Todos queremos ser personas famosas, y en el momento en que queremos ser algo, ya no somos libres.
No hay fin para la educación. No es que leas un libro, apruebes un examen y termines con la educación. Toda la vida, desde el momento en que naces hasta el momento en que mueres, es un proceso de aprendizaje.
Lo real está cerca; no tienes que buscarlo; y un hombre que busca la verdad nunca la encontrará. La verdad está en lo que es, y esa es la belleza de ello. Pero en el mismo instante en que la concibes, en el mismo instante en que la buscas, comienzas a luchar; y un hombre que lucha no puede comprender. Por eso debemos estar quietos, atentos, conscientes de manera pasiva.
Donde hay amor, hay revolución, porque el amor es transformación de un momento a otro.
La felicidad es un estado del que no eres consciente. En el momento en que te das cuenta de que eres feliz, dejas de ser feliz.
La realidad de la verdad no se compra, no se vende, no se repite; no puede atraparse en libros. Hay que hallarla momento a momento, en la sonrisa, en la lágrima, bajo la hoja muerta, en el pensamiento errante, en la plenitud del amor.
Aprender no es acumular conocimiento. Aprender es moverse de momento en momento.
Mientras haces preguntas, estás abriéndote paso; pero en el momento en que comienzas a aceptar, estás psicológicamente muerto. Así que, a lo largo de la vida, no aceptes nada: investiga, indaga. Entonces descubrirás que tu mente es algo realmente extraordinario: no tiene fin, y para una mente así no hay muerte.

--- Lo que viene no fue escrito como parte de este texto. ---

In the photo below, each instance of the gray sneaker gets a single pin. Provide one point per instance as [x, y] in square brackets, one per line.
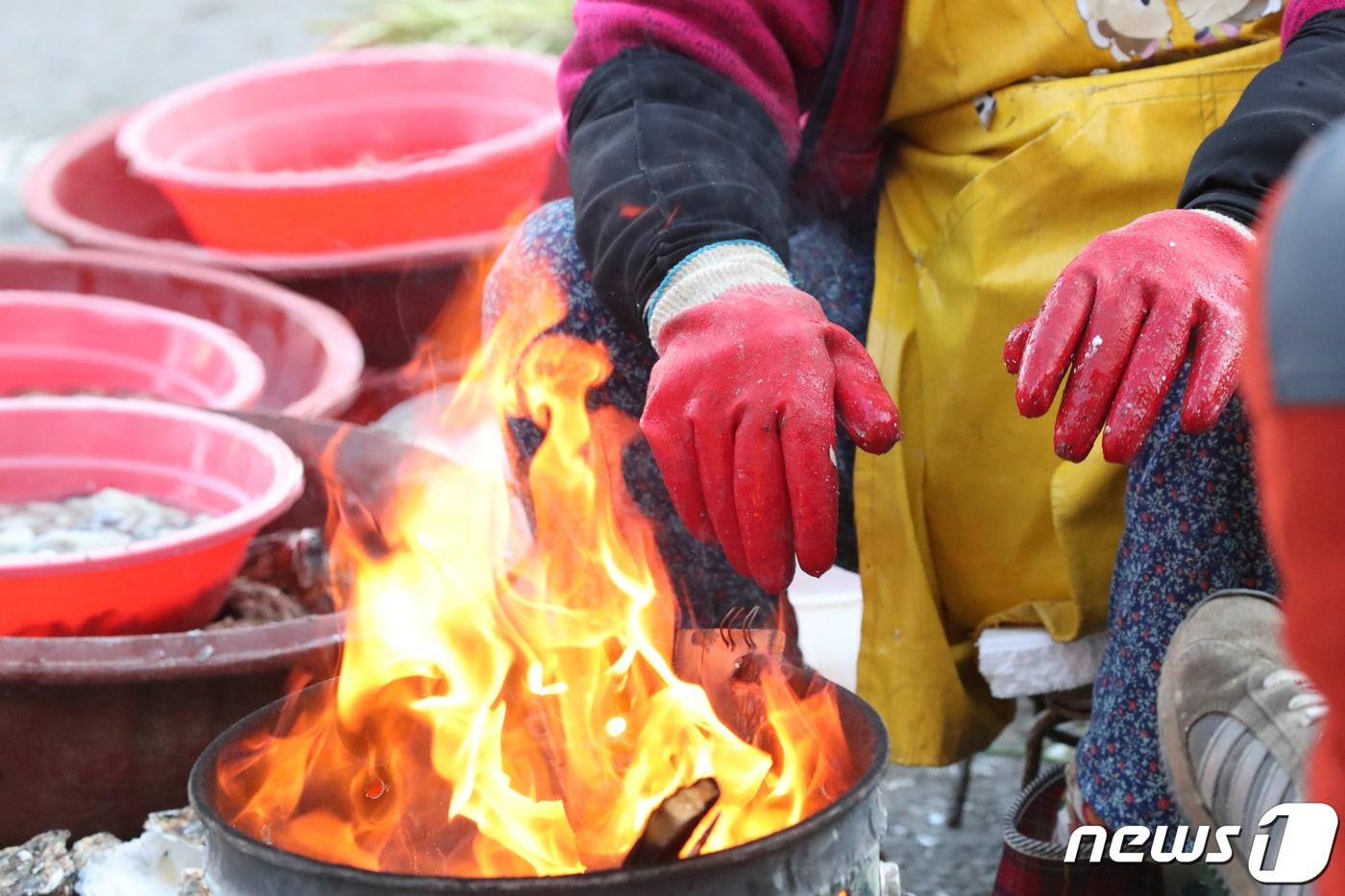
[1235, 722]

No sé si alguna vez has notado que cuanto más luchas por entender, menos entiendes cualquier problema. Pero en el momento en que dejas de luchar y permites que el problema te cuente toda la historia, le das todo su significado—entonces hay comprensión, lo cual obviamente significa que para comprender, la mente debe estar en calma.
Quieres ser amado porque no amas; pero en el momento en que amas, se acabó: ya no estás preguntando si alguien te ama o no.